Tuesday, April 12, 2011
Diamond, Pearl, Platinum, take your pick.
I am a sucker for animated Disney movies. Let me specify, the good Disney movies. A Goofy Movie, Mulan 2, Cinderella 2 (basically any sequel), and Brother Bear are not included in the list of movies I love. At some point in my life I started to worry that when I was married with kids I wouldn't be able to buy the classic movies to show them that there used to be good kids movies (G-force and Spy Kids are a pathetic excuse for a child or family film).
I had no need to worry about the availability of my favorite childhood films. These days several classic Disney movies come out of the "vault" every year. There's a trend that's going on with this that's a little concerning. The movie will be re-released, a few years later it'll come out again, and then again in a few more years. With each re-release they add a new gem (I know for a fact there have been at least a gold, platinum, and diamond edition of Snow White), form of disc, and more special features. For example, Bambi--it came out originally in 1942. I don't know for sure how many times they've come out with a new edition of the movie, but judging by the fact that the most current version, which came to stores last month, is called "Bambi 2-disc Diamond Edition Blu-Ray/DVD/Digital Copy Combo Pack" I'd say this movie has been around the block a few times. Granted, there have been a lot of improvements since it was first released on VHS, and upgrading from DVD to Blu-Ray is probably a big deal as well, but every single re-release of every movie goes through an extravagant process than isn't really needed.

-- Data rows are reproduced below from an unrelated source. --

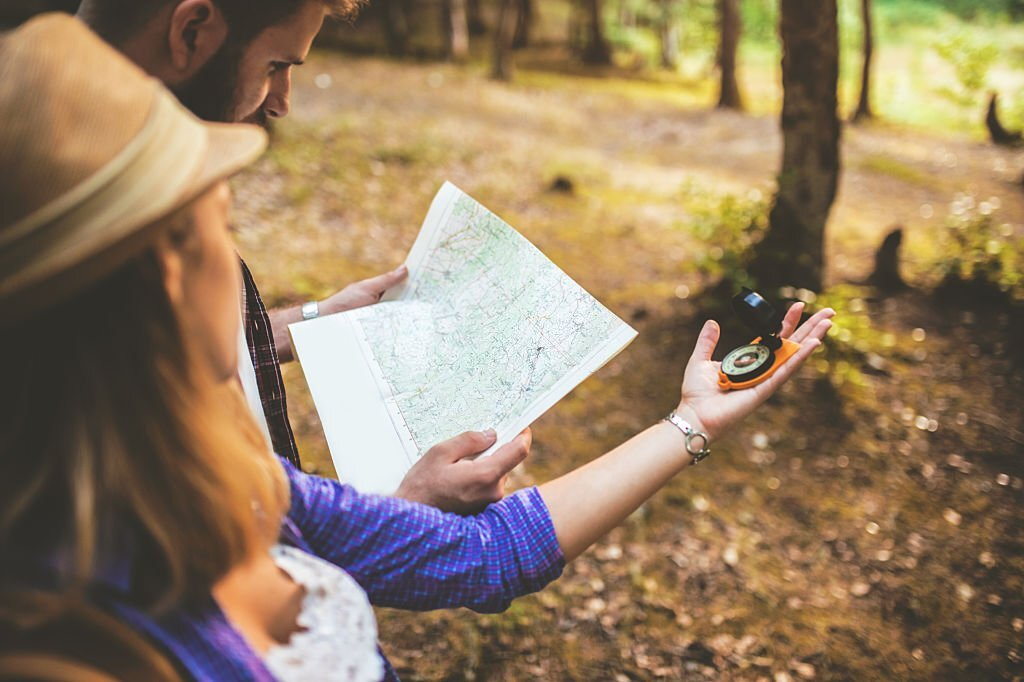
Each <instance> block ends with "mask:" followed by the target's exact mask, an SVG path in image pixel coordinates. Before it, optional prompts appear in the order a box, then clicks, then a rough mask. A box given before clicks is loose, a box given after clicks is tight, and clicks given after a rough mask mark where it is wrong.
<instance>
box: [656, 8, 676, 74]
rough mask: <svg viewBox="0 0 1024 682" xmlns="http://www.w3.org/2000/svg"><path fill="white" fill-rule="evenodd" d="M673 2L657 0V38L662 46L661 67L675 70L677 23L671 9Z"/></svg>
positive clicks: (658, 42) (675, 61)
mask: <svg viewBox="0 0 1024 682" xmlns="http://www.w3.org/2000/svg"><path fill="white" fill-rule="evenodd" d="M673 2H674V0H658V3H657V4H658V17H657V38H658V43H659V44H660V48H662V49H660V52H662V68H663V69H671V70H673V71H675V70H676V69H677V68H678V67H679V25H678V24H677V22H676V17H675V16H674V14H673V11H672V5H673Z"/></svg>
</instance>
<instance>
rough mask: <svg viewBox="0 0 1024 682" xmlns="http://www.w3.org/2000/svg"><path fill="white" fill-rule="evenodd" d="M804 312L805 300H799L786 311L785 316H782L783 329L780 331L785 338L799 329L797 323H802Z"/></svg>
mask: <svg viewBox="0 0 1024 682" xmlns="http://www.w3.org/2000/svg"><path fill="white" fill-rule="evenodd" d="M803 313H804V303H803V301H797V302H796V303H794V304H793V305H791V306H790V309H788V310H786V311H785V317H783V318H782V331H781V332H780V333H779V335H780V336H781V337H782V338H783V339H788V338H790V336H792V335H793V332H794V331H795V330H796V329H797V325H799V324H800V315H802V314H803Z"/></svg>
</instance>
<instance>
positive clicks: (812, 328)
mask: <svg viewBox="0 0 1024 682" xmlns="http://www.w3.org/2000/svg"><path fill="white" fill-rule="evenodd" d="M803 310H804V304H803V303H796V304H794V305H793V306H791V308H790V309H788V310H787V311H786V313H785V318H784V319H783V321H782V331H781V337H782V338H787V339H791V340H792V341H794V342H796V343H799V344H800V346H801V347H800V350H798V351H797V353H796V354H795V355H794V356H793V357H791V358H790V359H787V360H786V361H785V364H783V365H782V366H781V367H780V368H779V369H778V370H777V371H776V372H775V374H773V375H772V376H771V377H769V378H768V379H766V380H765V381H764V382H763V383H760V384H758V385H756V386H753V387H751V388H744V389H742V390H737V391H723V390H722V389H721V388H719V386H718V372H719V370H720V369H721V367H722V364H721V363H713V361H712V359H711V356H712V353H714V352H715V346H716V345H717V344H718V338H719V328H718V325H717V324H716V323H715V322H712V321H709V322H708V323H706V324H705V326H703V329H702V330H700V336H699V338H698V339H697V343H696V348H694V350H693V355H692V356H691V357H690V361H689V364H688V365H687V366H686V374H685V375H684V376H683V387H682V400H681V401H680V403H679V408H678V409H677V411H676V412H677V414H679V415H680V416H681V417H682V418H683V419H685V420H687V421H689V422H690V423H691V424H692V425H693V427H694V428H695V429H696V430H698V431H703V432H705V433H707V434H708V435H709V437H710V438H711V439H712V440H714V439H715V438H716V437H718V436H720V435H722V433H724V432H725V431H726V430H728V428H729V427H730V426H732V425H733V424H735V423H736V422H738V421H739V420H741V419H742V418H743V417H745V416H746V415H749V414H751V413H752V412H754V409H755V408H757V407H758V406H759V404H761V403H762V402H764V401H765V400H767V399H768V397H769V396H770V395H771V394H772V393H774V392H775V391H776V390H778V389H779V387H780V386H781V385H782V384H784V383H785V382H786V380H787V379H788V378H790V377H792V376H793V374H794V373H795V372H796V371H797V370H798V369H799V368H800V366H801V365H803V364H804V361H805V360H806V359H807V358H808V357H810V355H811V353H812V352H814V350H815V349H816V348H817V347H818V346H819V345H821V339H823V338H824V336H825V334H826V333H827V332H828V330H829V329H830V328H831V318H833V316H835V314H836V311H835V310H833V309H831V308H825V309H824V310H820V311H819V312H816V313H815V314H814V315H813V316H812V317H811V318H810V319H808V321H807V322H806V323H804V324H803V325H801V326H800V328H799V329H798V328H797V324H798V323H799V322H800V315H801V313H802V312H803Z"/></svg>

A big deal is made about the new special features, and the new directors commentary probably is something special (I wouldn't know, I never watch it), but is it really necessary to add another $10+ just because they tripled the length of the title? At the rate things are going, when I'm 30 years old and want to buy a Disney movie (I would probably skip Bambi, I've never really been a fan) I'll have to pay $60 for a five disc collectors edition, with a title including a gem they discovered between now and then. There'll be a widescreen, and fullscreen version of the movie, three different commentaries, two special features discs, a digital copy, and one or two more things that haven't been invented yet. Technology will probably change before I'm 30 so there might be something different than discs, but you get the idea.
So all in all, I don't have to worry, my children won't have to go without real entertainment, but at what cost?